I feel it deep inside like an invisible force binding us together. Except, there's a piece missing. A gaping hole gnaws at me.
Roaming through their home, I find no sign of Reis or Thorne. Fresh snow is falling and after I put my sneakers on, I hike out to the bathing shed. They aren't here either, but the fire crackles to life in the fireplace and the water churns.
Thorne said the water had healing properties. I take off the gown I'm wearing and slide in, the water warming quickly.
I sink deeper, allowing the steam to envelop my skin.
I lose myself in the peace and tranquility of the moment, letting go of all the worry and allowing my mind to drift. Underneath the safety of the water's embrace, I can't stop thinking about the hole inside me.
Reis and Thorne had been inside me, my body alive under their touches, my mind consumed with them. But still, I feel an emptiness that I can't put a name to it.
My thoughts drift back to Reis and Thorne, their dark eyes, their hard bodies, and the passion and fire we shared. I can't help the heat that rises in me at the thought of them.
I close my eyes, allowing myself to be submerged in the pleasure of remembering them, my fingers trailing a path between my legs. My body breaks into a million pieces when they reach my core and I'm consumed in a wave of pleasure.
I'm still panting when I open my eyes, realizing that the emptiness I feel is a lack of something. My heart and body are screaming for a third person. Someone who will complete our circle.
Kaden.
It has to be him. My skin tingles and my sex tightens at the thought of him. How his broken horn has me wondering if he got that from the queen. I've been so busy worrying about my father and then being here with Reis and Thorne, I haven't spent much time with Kaden.
Well, I'm not going to get anywhere turning into a prune in the bath. I chuckle and wash my body and hair. Then I duck underneath the water to rinse. When I come up, a trill sounds outside and my heart beats faster. Shadows in the bathhouse elongate and the fire dims.
"Hello?" I call out, fear clawing up my throat. "Who's there?"
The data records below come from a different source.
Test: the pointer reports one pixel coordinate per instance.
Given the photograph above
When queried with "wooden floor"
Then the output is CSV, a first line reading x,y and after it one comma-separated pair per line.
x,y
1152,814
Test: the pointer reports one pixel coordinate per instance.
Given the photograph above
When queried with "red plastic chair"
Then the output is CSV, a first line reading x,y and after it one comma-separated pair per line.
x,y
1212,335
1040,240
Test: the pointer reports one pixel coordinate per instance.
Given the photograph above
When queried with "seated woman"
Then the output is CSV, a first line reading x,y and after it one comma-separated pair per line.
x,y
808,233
No one answers and yet the trill sounds again. If it's Reis and Thorne, why aren't they coming in?
The trill comes again, this time from a different direction and the fire zaps out. All the water in the bath turns bitterly cold and I scramble out, grabbing one of the cloths to wrap around myself and drying quickly before putting my dress back on. The material sticks to my damp skin.
My teeth chatter and white puffs of air blow from my lips. I'm so cold.
The sense someone is watching me makes me shiver even harder. My fingers are numb and don't work right as I try to put my shoes back on. I'm shaking so hard from the cold I can barely manage to stuff my feet inside.
I can't wait for another second, feeling like I'm going to freeze to death in here or that something outside is going to get me.
But I won't just sit here and wait. If I run, I have a chance to make it to the house and safety.
I dash outside and the wind howls like it's telling on me. The hairs on the back of my neck stand on end like something is chasing me and I run hard and fast.
Tears sting my eyes, freezing droplets on my face. The house is within sight. Yet, as much as I pump my legs, I feel like I'm not getting any closer.
Then Thorne leaps down in front of me and I scream.
My heart hammers in my chest as he looks from me to the bathhouse.
"What were you doing going out alone?" His lips curl into a crooked grin.
"Sorry." I throw myself into his embrace. "I couldn't find you or Reis."
He growls, the vibration tickling my cheek. "Next time you don't go out without one of us. Understand?"
I nod and he leads me into the house, which is as dark as the bathhouse was, but at least it's warm.
"What's going on?" I ask, my teeth chattering as Thorne puts a blanket around my shoulders.
"Just some prankster pixies," he mutters.
Reis comes around the corner with his mouth pinched and I hold up a hand already knowing he wants to lecture me.